Big batches are the way to go
Whether you have a big family or not, making a big batch of soup, lasagna, or some multi-purpose food like a versatile meat you can use as the base for many different meals will save you lots of money and time in the long run. Plus, everyone has those busy days where everything goes crazy and by the time you get home, there’s no time to make anything good. Instead of blowing your weekly budget on pizza or takeout, you can heat up one of your prepared portions to save the day. Besides, nothing tastes better than a home-cooked meal, even if it was cooked fast.
Always sign up for store incentives and memberships
Every supermarket has some sort of rewards program. Plus there’s literally an app for everything now. Use these tools to help you save money on the things you buy every week and take advantages of special incentives and coupons. For example, Walmart has an app called the Savings Catcher. Scan in your receipt and it will scour the advertisements of all competitors in the area. If it finds a price difference, it gives you the money you would have saved if you’d bought it elsewhere.
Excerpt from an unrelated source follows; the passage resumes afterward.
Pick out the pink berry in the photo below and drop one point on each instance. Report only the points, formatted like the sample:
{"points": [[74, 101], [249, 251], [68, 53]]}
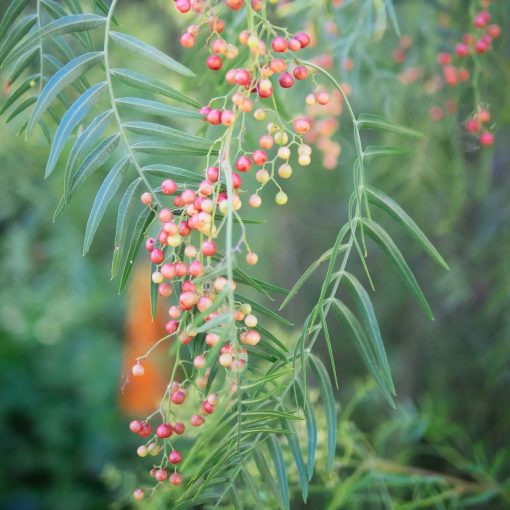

It might only be a few dollars per receipt but that money adds up, and that’s more money in your pocket!
Go to the supermarket in the evening
In the evening, you can score some pretty great deals on perishable foods. That rotisserie chicken will be half off in the evening because the store needs to sell it. The same goes for breads, pastries and anything else that they make fresh. The shelf life of those items is extremely limited and even though they were made in-store that morning, your store needs to move them in order to be profitable, even if it means selling it at half the price. Even on sale though, it’s a waste of money if you don’t use what you buy. Make sure you store your discounted breads in the refrigerator or freezer so that they don’t go to waste.
Buy the store brands instead of national brands
You can save gobs of money just by purchasing your store’s generic brands. When you buy the big name brands, you are often paying for the label and the identity associated with that name. The big name brand of rice is a good dollar more than the store’s generic brand and there is no difference in taste. Try the store brands and you’ll see it’s the same ingredients and that they are most often produced in the same factories as those big name brands.
Reuse as much of your leftovers and scraps as possible
Remember that extra bread you got on sale? You can use it to make bread crumbs or a side of stuffing for your chicken dinner. Crumbs at the bottom of your bag of chips can be saved for making breading on fried foods too. And it doesn’t stop there. Think about all the bits of vegetables you wind up with leftover like the ends of carrots or celery. Save these to toss in with those chicken bones from your rotisserie chicken to make that chicken stock. Get creative with those leftovers too. You can turn leftover mashed potatoes into potato pancakes or stuff them into wonton wrappers for a quick perogie.
When it comes to cooking, you’re only limited by your own imagination and budget if you allow it. Some of the best meals you will make will be from the most simple and wholesome ingredients that will literally cost you only a few dollars to feed your whole family per meal. Start off making one or two changes in your supermarket shopping and cooking habits and then gradually add more. As time goes on, you’ll be an expert chef as well as an expert on savings.